CME 106 Python Workbook#
This Jupyter Book contains a series of Python exercises aimed at introducing students to scientific computing in the context of CME 106: Introduction to Probability and Statistics for Engineers at Stanford University. The exercises are adapted by Enze Chen, Lecturer in Materials Science and Engineering, from the MATLAB Workbook created by Vadim Khayms, Senior Lecturer in Mechanical Engineering. We hope you will find these exercises useful for your studies!
Note for students
These pages only have Python, corresponding to the exercises in the original MATLAB Workbook. If you’re looking for the MATLAB exercises, see the document provided in class.
Other FAQs#
What do I install?#
Nothing! Unlike the MATLAB exercises, we’ll be doing everything in the cloud. If you like the sound of this, keep reading the Usage tips for instructions on how to complete and submit your work.

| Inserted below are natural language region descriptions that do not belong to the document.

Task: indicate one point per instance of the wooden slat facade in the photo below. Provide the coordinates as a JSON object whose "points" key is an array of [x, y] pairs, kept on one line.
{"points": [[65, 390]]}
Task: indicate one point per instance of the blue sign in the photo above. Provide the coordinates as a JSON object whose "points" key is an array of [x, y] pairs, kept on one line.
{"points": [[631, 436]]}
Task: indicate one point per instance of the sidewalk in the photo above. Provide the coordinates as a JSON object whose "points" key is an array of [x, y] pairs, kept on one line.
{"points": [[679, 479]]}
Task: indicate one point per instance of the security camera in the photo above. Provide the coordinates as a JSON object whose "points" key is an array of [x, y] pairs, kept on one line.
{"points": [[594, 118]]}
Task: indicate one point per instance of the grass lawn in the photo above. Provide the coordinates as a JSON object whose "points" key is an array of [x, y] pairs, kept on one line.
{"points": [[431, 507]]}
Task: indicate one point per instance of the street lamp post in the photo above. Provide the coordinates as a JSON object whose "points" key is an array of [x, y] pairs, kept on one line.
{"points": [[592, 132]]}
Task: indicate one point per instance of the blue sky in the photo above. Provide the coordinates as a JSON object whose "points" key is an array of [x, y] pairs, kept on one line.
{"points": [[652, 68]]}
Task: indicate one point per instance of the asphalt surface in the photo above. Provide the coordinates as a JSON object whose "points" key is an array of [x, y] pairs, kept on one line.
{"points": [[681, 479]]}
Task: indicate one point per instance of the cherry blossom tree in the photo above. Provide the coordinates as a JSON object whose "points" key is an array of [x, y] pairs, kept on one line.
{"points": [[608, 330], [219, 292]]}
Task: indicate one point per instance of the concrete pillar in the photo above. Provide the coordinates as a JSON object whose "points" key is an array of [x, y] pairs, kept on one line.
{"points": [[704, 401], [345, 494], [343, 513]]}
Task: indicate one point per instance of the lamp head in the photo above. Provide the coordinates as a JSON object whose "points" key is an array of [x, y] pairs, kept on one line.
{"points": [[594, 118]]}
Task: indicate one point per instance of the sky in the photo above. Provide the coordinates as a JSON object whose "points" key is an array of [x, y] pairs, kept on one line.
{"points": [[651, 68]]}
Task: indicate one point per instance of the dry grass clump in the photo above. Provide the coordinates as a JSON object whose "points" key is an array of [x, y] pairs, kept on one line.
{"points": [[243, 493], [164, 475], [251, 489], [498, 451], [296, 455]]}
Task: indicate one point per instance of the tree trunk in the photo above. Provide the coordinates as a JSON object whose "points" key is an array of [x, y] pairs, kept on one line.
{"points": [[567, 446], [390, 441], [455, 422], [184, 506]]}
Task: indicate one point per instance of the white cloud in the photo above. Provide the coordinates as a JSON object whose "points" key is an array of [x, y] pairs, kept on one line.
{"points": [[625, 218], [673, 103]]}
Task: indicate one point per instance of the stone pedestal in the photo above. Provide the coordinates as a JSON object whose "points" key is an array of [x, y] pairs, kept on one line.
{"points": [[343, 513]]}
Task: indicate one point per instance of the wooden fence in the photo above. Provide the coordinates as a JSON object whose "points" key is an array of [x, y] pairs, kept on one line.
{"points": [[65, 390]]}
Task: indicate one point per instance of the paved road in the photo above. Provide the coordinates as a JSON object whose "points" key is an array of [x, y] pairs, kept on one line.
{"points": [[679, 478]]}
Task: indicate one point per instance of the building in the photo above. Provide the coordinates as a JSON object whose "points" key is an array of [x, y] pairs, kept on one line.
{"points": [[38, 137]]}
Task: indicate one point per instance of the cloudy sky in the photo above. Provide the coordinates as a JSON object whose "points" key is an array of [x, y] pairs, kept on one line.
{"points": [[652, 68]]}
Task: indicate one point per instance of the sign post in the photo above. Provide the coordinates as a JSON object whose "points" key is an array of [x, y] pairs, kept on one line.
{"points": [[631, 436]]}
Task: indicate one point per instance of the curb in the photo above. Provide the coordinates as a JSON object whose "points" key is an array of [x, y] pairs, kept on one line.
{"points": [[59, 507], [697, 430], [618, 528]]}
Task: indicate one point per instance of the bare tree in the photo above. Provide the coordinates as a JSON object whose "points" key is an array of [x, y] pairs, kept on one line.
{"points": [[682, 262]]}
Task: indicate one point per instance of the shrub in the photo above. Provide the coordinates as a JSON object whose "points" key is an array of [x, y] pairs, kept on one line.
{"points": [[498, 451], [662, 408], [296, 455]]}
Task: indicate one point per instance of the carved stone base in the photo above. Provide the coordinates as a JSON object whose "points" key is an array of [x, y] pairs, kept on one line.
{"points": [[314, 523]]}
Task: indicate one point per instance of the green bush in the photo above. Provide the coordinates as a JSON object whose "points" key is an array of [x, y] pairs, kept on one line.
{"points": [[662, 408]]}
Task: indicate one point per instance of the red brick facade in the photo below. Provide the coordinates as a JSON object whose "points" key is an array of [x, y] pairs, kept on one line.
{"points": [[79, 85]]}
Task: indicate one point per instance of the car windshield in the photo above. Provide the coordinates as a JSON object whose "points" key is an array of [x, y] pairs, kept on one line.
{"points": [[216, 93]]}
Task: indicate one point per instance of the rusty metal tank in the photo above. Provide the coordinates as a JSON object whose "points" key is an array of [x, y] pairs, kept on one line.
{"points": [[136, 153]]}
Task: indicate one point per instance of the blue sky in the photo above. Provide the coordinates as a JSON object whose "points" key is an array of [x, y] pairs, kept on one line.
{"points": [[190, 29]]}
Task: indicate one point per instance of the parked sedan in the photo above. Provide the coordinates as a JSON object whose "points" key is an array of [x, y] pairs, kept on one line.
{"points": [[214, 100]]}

What if I want to use Python for a homework problem?#
If you choose to use Python on the homework, you can start with our homework template. This avoids the hassle of managing your local installation and uses the same Google Colab UI as all the examples.
Does it matter which language I learn?#
Not particularly, as the underlying computing principles and computational thinking are the same. Sure, certain tasks may be easier in one language than in the other as they were developed by different scientific communities, but we anticipate that learning one will serve as a solid foundation for learning all others in your future work.
However, if you strongly prefer to optimize your choice of programming language, we suggest you talk to your friends, major department, and professionals in your field to understand which programming language you’re more likely to encounter in the future.
What if I didn’t take previous CME courses with Python?#
That’s OK! We prepared a Python fundamentals notebook that scaffolds some introductory Python exercises, and you can also find the entire CME 100 Python workbook online. However, it’s likely that by the time you’re taking this course, you will have already seen many examples in your other work that can transfer to these Python-based calculations.